PEKANBARU,shaliriaulestari.com,-Pembakaran batu bara pada fasilitas PLTU (Pembangkit Listrik Tenaga Uap)  ataupun pada kegiatan yang menggunakan tungku industry (Stocker boiler), akanmenghasilkan material-material  terbang (fly ash) dan terendapkan (bottom ash). Fly ash dan bottom ash ini tampak  seperti debu halus atau pasir halus, mirip dengan produk sejenis  volkanik atau gunung api. Selama ini telah terjadi pro-kontra di tengah masyarakat tentang limbah batubara ini, satu pihal mengatakan sebagai limbah B3 yang berbahaya dan pada pihak lain dipandang sebagai sesuatu yang bisa bermanfaat.

Pemerintah selama ini Fly Ash dan Bottom Ash (FABA) dianggap sebagai limbah B3, namun sejak  2 Februari 2021  Presiden Joko Widodo  resmi mencabut FABA dari daftar limbah Bahan Berbahaya dan Beracun (B3). Limbah FABA ini justru bernilai ekonomi karena dapat dimanfaatkan untuk penunjang infrastruktur, seperti bahan baku pembuatan jalan, conblock, semen, hingga bahan baku pupuk.

Keputusan pemerintah yang menetapkan fly ash dan bottom ash (FABA) atau limbah padat yang dihasilkan dari proses pembakaran batu bara pada PLTU dan pabrik sawit menjadi kategori bukan bahan berbahaya dan beracun (non-B3) merupakan langkah yang tepat.

Saat ini tidak satu pun negara yang mengategorikan limbah batu bara dan sawit sebagai B3, jadi aneh jika limbah itu tidak dimanfaatkan. Komposisi dari limbah FABA ini sudah dianalisis dan  tidak ada yang berbahaya.
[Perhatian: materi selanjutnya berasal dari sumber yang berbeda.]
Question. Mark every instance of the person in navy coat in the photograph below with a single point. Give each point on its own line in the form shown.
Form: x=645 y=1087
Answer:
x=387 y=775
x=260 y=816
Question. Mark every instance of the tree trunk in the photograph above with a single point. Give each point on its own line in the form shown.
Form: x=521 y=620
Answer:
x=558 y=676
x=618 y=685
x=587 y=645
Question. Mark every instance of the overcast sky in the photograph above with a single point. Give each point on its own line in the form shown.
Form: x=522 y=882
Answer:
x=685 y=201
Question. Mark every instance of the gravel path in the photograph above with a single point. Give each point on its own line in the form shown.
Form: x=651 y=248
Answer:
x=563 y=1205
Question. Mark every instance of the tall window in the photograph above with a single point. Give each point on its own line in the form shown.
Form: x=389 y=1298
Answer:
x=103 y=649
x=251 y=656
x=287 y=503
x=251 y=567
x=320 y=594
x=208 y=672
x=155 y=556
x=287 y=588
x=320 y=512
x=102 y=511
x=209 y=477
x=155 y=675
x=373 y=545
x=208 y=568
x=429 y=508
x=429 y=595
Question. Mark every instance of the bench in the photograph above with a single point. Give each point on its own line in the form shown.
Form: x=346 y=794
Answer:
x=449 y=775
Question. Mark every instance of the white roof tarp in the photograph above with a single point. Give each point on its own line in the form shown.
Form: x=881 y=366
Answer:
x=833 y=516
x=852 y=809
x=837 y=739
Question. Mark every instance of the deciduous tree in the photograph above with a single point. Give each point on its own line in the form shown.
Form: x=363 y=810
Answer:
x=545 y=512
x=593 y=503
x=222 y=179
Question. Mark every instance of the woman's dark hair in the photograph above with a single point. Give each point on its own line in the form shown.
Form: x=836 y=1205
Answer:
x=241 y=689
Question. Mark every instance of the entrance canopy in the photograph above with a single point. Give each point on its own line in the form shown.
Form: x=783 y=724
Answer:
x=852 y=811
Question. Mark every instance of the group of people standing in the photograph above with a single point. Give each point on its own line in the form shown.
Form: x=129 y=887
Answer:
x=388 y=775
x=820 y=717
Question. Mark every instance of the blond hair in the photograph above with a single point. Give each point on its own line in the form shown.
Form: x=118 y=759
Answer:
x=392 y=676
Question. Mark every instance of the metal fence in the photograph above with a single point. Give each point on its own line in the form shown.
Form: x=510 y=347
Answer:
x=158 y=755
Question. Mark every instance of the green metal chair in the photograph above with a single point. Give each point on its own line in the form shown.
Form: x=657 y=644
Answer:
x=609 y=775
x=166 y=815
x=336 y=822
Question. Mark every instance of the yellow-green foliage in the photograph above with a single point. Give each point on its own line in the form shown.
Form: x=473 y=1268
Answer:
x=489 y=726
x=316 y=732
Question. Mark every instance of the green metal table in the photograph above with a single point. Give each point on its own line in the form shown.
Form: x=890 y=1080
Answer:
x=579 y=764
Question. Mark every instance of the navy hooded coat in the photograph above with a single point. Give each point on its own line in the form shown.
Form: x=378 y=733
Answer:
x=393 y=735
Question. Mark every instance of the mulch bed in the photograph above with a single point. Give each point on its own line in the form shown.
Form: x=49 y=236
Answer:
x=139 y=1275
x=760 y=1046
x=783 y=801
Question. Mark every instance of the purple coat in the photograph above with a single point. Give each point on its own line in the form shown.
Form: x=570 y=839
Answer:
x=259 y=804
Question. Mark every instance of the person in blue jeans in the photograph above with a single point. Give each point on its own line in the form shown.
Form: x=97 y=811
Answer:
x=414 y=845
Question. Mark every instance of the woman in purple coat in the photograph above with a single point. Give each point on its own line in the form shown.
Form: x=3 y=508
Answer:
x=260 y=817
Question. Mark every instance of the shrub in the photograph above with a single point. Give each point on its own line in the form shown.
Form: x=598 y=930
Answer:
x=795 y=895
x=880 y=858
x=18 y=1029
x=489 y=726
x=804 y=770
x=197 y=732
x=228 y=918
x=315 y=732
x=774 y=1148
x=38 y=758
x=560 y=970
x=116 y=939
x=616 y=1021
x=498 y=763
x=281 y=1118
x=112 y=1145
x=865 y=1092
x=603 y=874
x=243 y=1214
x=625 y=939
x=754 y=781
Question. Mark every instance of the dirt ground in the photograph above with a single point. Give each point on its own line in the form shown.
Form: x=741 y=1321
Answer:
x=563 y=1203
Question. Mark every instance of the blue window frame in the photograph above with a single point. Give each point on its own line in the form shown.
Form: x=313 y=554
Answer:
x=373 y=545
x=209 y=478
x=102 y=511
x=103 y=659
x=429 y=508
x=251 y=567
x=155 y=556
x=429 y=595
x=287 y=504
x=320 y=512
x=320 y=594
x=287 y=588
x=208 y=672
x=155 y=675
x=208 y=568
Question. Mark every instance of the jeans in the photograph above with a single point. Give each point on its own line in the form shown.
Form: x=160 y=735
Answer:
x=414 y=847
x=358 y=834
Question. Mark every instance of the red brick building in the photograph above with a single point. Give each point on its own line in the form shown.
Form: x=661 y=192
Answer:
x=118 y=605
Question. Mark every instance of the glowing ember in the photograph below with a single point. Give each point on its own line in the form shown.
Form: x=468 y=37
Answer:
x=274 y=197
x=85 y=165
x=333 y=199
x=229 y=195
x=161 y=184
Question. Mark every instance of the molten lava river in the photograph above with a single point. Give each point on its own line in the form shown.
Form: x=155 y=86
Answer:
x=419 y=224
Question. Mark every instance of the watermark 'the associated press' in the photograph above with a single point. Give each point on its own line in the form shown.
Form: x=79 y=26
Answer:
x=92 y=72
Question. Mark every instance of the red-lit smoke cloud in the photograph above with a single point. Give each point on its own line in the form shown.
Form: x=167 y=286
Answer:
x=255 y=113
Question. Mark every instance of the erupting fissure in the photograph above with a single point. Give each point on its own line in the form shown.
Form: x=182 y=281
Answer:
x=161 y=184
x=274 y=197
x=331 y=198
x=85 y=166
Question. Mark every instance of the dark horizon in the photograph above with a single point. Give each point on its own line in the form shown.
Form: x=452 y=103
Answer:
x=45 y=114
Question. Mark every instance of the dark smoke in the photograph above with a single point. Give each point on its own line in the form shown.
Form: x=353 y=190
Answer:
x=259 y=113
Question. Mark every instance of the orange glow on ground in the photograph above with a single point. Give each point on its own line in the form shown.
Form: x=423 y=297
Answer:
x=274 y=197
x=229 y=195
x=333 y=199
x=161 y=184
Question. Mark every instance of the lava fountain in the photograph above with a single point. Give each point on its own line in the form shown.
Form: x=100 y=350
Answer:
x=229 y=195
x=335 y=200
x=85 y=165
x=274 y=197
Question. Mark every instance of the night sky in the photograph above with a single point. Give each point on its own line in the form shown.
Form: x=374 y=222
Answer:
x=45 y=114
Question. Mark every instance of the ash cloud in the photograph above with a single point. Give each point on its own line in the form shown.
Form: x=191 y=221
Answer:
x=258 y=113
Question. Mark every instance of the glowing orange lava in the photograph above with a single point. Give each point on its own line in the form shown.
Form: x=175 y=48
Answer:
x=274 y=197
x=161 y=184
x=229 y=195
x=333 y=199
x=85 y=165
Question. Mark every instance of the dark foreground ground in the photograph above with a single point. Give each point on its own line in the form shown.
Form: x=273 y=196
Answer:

Limbah FABA akan menjadi bahaya ketika tidak digunakan atau ditumpuk dalam jumlah banyak. Kerugian besar jika limbah itu tidak digunakan Indonesia harus meniru negara maju dalam mengelola FABA.  Negara seperti Vietnam, Jepang dan Cina telah memanfaatkan FABA sebagai sesuatu yang memiliki harga.  Di Jepang, Bendungan Fukushima itu bahan bakunya dari limbah batu bara. Sejumlah perusahaan batu bara, termasuk perusahaan pembangkit listrik tenaga uap (PLTU) telah melakukan kajian tentang pemanfaatan FABA yang menyatakan bahwa bahan baku dari FABA aman digunakan.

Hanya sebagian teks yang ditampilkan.